Se me objetará que la historia de Rusia es una larga letanía de convictos. ¿Nada nuevo bajo Putin? No es exactamente así, ya que las prisiones rusas han evolucionado en consonancia con los regímenes que las han utilizado para amordazar a la oposición. Lo sabemos por la literatura; muchos escritores rusos han estado en prisión y nos lo han contado. Dostoievski, en sus ‘Memorias de la casa de los muertos’, nos cuenta su experiencia: salas de detención colectivas, con sus pulgas, su inmundicia, pero también té y alcohol compartidos. El horror quedaba atenuado por una especie de camaradería.
Si Navalny pudiera elegir, sin duda volvería a la época de Dostoievski; el régimen de Putin es infinitamente más cruel que el de los zares. Los zares, a finales del siglo XIX, se humanizaron bajo la influencia europea; Chéjov viajó al centro penitenciario de la isla de Sajalín para evaluar el estado de los prisioneros. Cada uno tenía su choza de piedra y su jardín. El aire era puro, cuenta Chéjov, y la principal queja de los prisioneros era que Sajalín estaba lejos de casa; no querían ser enterrados en Asia, tan lejos de su cuna europea. Sin duda, a Navalny le gustaría volver a la época de Chéjov. Incluso a la época de Solzhenitsyn.
Es cierto que el archipiélago Gulag no era envidiable, hacía un frío helador en invierno. Pero a Solzhenitsyn, en el gulag, lo trataron y curaron el cáncer, y tenía el papel y el lápiz necesarios para escribir sus ‘Memorias’. A Navalny, sin duda, le gustaría volver a la época de Solzhenitsyn. El presente ruso, tal como revelan sus prisiones, es, por lo tanto, más cruel que cualquier régimen anterior; no hay nada más revelador de la naturaleza de una tiranía que juzgarla por sus prisiones.

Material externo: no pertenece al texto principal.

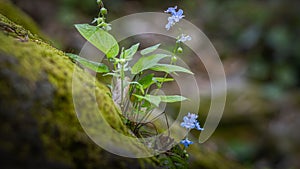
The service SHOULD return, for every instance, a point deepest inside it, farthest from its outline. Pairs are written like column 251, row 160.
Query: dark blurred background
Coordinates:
column 258, row 42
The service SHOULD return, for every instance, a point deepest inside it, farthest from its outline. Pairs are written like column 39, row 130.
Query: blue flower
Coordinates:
column 176, row 16
column 186, row 142
column 197, row 126
column 171, row 10
column 190, row 122
column 183, row 38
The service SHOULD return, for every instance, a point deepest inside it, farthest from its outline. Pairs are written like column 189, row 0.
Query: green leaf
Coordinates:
column 150, row 98
column 162, row 79
column 146, row 81
column 129, row 53
column 147, row 62
column 157, row 99
column 101, row 39
column 95, row 66
column 170, row 68
column 149, row 49
column 172, row 98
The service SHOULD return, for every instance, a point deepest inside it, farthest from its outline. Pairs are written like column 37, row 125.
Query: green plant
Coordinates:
column 130, row 86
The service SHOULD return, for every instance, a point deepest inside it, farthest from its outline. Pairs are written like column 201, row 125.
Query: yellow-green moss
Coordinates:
column 37, row 79
column 18, row 16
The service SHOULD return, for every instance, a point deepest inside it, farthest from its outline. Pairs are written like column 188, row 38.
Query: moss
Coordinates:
column 39, row 128
column 40, row 125
column 16, row 15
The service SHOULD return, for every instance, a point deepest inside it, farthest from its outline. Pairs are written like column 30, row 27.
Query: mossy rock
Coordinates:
column 39, row 127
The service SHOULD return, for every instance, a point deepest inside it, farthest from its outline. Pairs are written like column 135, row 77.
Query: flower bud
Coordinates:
column 122, row 61
column 103, row 11
column 174, row 59
column 99, row 2
column 179, row 50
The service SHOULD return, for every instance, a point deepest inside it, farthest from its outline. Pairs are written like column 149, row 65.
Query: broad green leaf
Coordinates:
column 129, row 53
column 162, row 79
column 101, row 39
column 157, row 99
column 150, row 98
column 95, row 66
column 170, row 68
column 147, row 62
column 146, row 81
column 172, row 98
column 149, row 49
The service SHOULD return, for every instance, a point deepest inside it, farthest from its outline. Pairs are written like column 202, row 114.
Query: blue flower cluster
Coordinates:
column 175, row 16
column 190, row 122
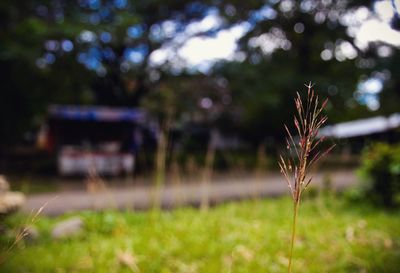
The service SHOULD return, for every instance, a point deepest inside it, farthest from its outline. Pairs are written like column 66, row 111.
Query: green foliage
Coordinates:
column 381, row 167
column 250, row 236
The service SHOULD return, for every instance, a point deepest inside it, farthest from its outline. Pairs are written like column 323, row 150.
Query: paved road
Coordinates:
column 142, row 197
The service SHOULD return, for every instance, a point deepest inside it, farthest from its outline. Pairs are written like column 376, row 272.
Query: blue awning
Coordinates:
column 96, row 113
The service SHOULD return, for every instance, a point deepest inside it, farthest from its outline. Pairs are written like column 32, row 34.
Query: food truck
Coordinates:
column 94, row 138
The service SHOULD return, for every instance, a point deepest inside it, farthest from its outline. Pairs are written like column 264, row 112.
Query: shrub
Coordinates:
column 380, row 166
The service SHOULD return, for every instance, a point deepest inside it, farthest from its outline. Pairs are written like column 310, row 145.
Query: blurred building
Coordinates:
column 93, row 138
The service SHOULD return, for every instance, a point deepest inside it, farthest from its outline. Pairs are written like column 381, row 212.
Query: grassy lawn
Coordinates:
column 252, row 236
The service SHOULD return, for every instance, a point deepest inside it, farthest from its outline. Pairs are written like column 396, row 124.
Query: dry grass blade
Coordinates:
column 304, row 154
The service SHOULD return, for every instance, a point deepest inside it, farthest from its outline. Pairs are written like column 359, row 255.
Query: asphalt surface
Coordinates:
column 222, row 189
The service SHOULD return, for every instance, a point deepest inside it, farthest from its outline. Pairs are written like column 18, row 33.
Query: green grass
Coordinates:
column 252, row 236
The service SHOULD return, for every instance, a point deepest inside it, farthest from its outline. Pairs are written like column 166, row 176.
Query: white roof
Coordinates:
column 361, row 127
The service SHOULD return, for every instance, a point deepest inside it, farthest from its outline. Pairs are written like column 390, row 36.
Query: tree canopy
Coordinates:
column 119, row 52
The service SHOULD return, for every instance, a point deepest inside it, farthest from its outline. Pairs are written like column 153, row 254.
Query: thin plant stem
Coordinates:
column 304, row 153
column 295, row 212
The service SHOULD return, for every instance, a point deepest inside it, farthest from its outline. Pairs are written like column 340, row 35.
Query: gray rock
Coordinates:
column 11, row 201
column 30, row 233
column 67, row 228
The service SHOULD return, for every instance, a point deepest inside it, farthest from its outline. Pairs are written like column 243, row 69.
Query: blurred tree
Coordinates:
column 116, row 52
column 290, row 42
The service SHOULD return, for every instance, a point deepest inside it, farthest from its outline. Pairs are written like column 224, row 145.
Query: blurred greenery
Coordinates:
column 380, row 167
column 44, row 60
column 252, row 236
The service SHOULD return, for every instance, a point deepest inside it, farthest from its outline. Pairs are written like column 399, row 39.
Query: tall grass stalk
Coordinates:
column 208, row 171
column 304, row 150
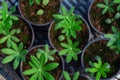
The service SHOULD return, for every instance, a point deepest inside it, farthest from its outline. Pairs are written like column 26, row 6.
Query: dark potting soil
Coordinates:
column 29, row 12
column 98, row 20
column 25, row 35
column 82, row 37
column 107, row 55
column 56, row 72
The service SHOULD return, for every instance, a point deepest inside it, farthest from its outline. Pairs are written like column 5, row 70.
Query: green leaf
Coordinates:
column 14, row 18
column 34, row 76
column 48, row 76
column 8, row 59
column 35, row 61
column 64, row 45
column 30, row 2
column 63, row 52
column 14, row 46
column 76, row 76
column 2, row 40
column 66, row 75
column 58, row 16
column 101, row 5
column 16, row 63
column 30, row 71
column 12, row 10
column 45, row 2
column 8, row 51
column 50, row 66
column 14, row 38
column 98, row 76
column 69, row 57
column 38, row 1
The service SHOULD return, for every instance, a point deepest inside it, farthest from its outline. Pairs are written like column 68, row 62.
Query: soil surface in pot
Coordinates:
column 56, row 72
column 107, row 55
column 29, row 12
column 98, row 20
column 80, row 78
column 82, row 37
column 25, row 35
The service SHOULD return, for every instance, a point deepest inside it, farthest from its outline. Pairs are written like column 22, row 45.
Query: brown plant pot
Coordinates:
column 83, row 37
column 26, row 35
column 56, row 73
column 97, row 20
column 29, row 12
column 99, row 47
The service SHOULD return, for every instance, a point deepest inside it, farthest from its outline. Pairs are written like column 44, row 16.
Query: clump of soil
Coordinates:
column 56, row 72
column 98, row 20
column 107, row 55
column 29, row 12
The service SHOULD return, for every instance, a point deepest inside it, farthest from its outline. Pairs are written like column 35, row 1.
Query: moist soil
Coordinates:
column 98, row 20
column 82, row 37
column 29, row 12
column 56, row 72
column 107, row 55
column 25, row 35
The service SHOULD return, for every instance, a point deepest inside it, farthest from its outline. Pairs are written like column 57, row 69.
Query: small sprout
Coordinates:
column 40, row 12
column 98, row 69
column 67, row 76
column 45, row 2
column 15, row 54
column 61, row 38
column 70, row 50
column 40, row 68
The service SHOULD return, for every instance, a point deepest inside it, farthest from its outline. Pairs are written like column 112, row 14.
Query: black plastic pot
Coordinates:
column 44, row 24
column 83, row 64
column 51, row 26
column 31, row 31
column 90, row 19
column 36, row 47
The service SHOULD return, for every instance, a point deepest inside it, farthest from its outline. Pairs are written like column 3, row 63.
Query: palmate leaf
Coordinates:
column 66, row 75
column 50, row 66
column 76, row 75
column 30, row 71
column 8, row 59
column 45, row 2
column 48, row 76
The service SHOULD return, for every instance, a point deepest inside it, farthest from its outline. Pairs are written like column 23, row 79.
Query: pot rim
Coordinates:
column 31, row 30
column 82, row 57
column 36, row 24
column 38, row 46
column 89, row 19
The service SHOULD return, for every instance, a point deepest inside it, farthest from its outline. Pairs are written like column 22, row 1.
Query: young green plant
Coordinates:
column 47, row 52
column 15, row 54
column 40, row 69
column 9, row 37
column 67, row 76
column 114, row 40
column 67, row 21
column 98, row 69
column 6, row 18
column 70, row 50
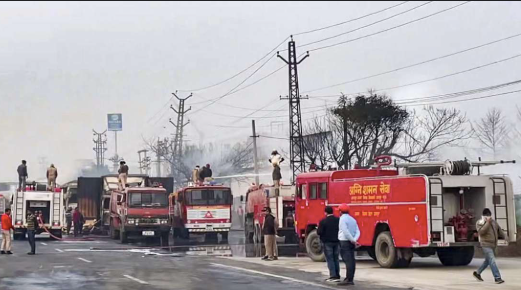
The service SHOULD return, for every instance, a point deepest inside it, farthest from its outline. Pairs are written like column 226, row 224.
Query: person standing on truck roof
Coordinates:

Desde luego, no son solo las prisiones; Stalin también masacró a mucha gente, en particular a los ucranianos. ¡Ya! Pero Putin también masacra a los ucranianos, después de haber exterminado a los chechenos. Y, sobre todo, añade al arsenal de anteriores tiranos una especie de frialdad científica que ni siquiera busca justificación ideológica. Los zares se creían elegidos por Dios y Stalin imaginaba construir una sociedad comunista. Putin, obviamente, no cree en nada más que en sí mismo. No le preocupan demasiado las referencias, ni históricas ni intelectuales. A veces se identifica con Pedro el Grande, que edificó San Petersburgo sobre los cadáveres de 100.000 obreros; Putin ni siquiera habrá construido San Petersburgo.
De hecho, Putin no tiene absolutamente nada de ruso, es solo una máquina de terror, posmoderna, más allá de todo pensamiento. Navalny es realmente ruso, como lo fue su camarada de lucha Boris Nemtsov, asesinado en 2015. Nos podríamos cruzar con ellos en cualquier recodo de las novelas de Tolstoi o Dostoievski. Pero ningún escritor ruso habría imaginado un Putin; si existe el Mal, si existe Satán, se parecen a Putin. Y espero, querido lector, que, como a mí, le cueste un poco conciliar el sueño esta noche, porque estará pensando en Navalny en su ataúd de hormigón.